Great fundamental question. This probably requires several different perspectives. One is at the cultural level, promoting socialization between different research groups. Some groups, they do experiments, they have lots of data, but their capability to digest the data is probably limited versus the computer scientists, who know a lot of algorithms. The computer scientists know how to unlock the secrets, but they do not have access to the data or they do not have enough background to define a valid problem. Organizational leaders should facilitate the creation of this environment.
The second thing, when it comes to the trustability of data, I think we will always feel the need to do experiments for ourselves. If you’ve got open source data from the literature, from GitHub, then you can test on that. But probably once you get to the hands-on work, sooner or later, you will realize limitations, just like you mentioned. When that happens, we probably have to ask ourselves to what level we can leverage the existing data. Maybe this portion is exactly what I’m looking for. Then some data fits in the middle, and some is totally unusable. The next question once you’ve made this assessment, is whether it’s worth the cost to generate more trustable data. If you are able to generate data yourself, great, just do it. But if you can’t, then you’re back to collaboration, and you have to look for somebody to get this data for you.
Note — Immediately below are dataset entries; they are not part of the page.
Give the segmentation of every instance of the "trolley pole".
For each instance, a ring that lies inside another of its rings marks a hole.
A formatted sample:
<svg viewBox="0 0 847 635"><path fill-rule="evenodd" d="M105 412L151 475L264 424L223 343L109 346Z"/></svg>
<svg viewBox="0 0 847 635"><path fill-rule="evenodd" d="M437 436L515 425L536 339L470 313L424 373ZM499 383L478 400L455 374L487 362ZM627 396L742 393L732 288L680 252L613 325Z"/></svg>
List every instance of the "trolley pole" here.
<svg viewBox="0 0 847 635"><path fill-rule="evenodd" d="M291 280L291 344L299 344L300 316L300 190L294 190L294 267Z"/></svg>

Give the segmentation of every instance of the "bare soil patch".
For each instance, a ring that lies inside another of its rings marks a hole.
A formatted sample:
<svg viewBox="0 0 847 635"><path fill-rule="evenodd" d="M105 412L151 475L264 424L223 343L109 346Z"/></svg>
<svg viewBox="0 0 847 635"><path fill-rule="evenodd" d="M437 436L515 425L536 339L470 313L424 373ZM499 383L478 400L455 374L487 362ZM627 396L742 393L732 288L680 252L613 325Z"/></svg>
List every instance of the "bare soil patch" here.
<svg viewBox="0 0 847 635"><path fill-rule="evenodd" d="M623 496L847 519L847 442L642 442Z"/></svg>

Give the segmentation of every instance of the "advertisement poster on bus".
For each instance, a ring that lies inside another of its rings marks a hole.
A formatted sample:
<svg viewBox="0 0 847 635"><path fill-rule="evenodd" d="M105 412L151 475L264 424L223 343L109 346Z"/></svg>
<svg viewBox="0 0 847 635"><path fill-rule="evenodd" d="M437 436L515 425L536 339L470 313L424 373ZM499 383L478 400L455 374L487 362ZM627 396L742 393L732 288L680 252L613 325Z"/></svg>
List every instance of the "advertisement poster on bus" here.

So where do you think we’ll be three to five years from now? Are we going to be better off?
From my personal perspective, AI is already a big success, and it hasn’t been systematically applied yet. It’s just beginning in the healthcare domain. I would say in three to five years, if we are able to apply today’s AI technology algorithms on the data we could potentially collect, there are plenty of problems that could be solved. I would say it’s definitely worth a lot of AI investment to really get hands dirty. Let’s try existing techniques on the data we have, see what patterns we can find, and see how we can optimize existing problems.
I’m optimistic. On the other hand, I think there’s also more to be done with knowledge sharing and training the culture. Some people have misconceptions about AI; some are totally optimistic and think AI can simply play magic. We should also improve AI education, unfold the black box to see what’s inside. Many people just read news articles and successful commercial stories, and then they tend to believe AI is going to solve everything. That’s not an ideal way to think of AI. We need to find a balance, promote the population understanding of what AI can do, where it is being used. Make it a common practice. But think of it like an X-ray: it can help you diagnose, but it does not solve your disease problem. AI has this limitation as well. It helps you to better understand the data, diagnose, and see trends, but it’s not necessarily a panacea. We have to invent other major complementary tools.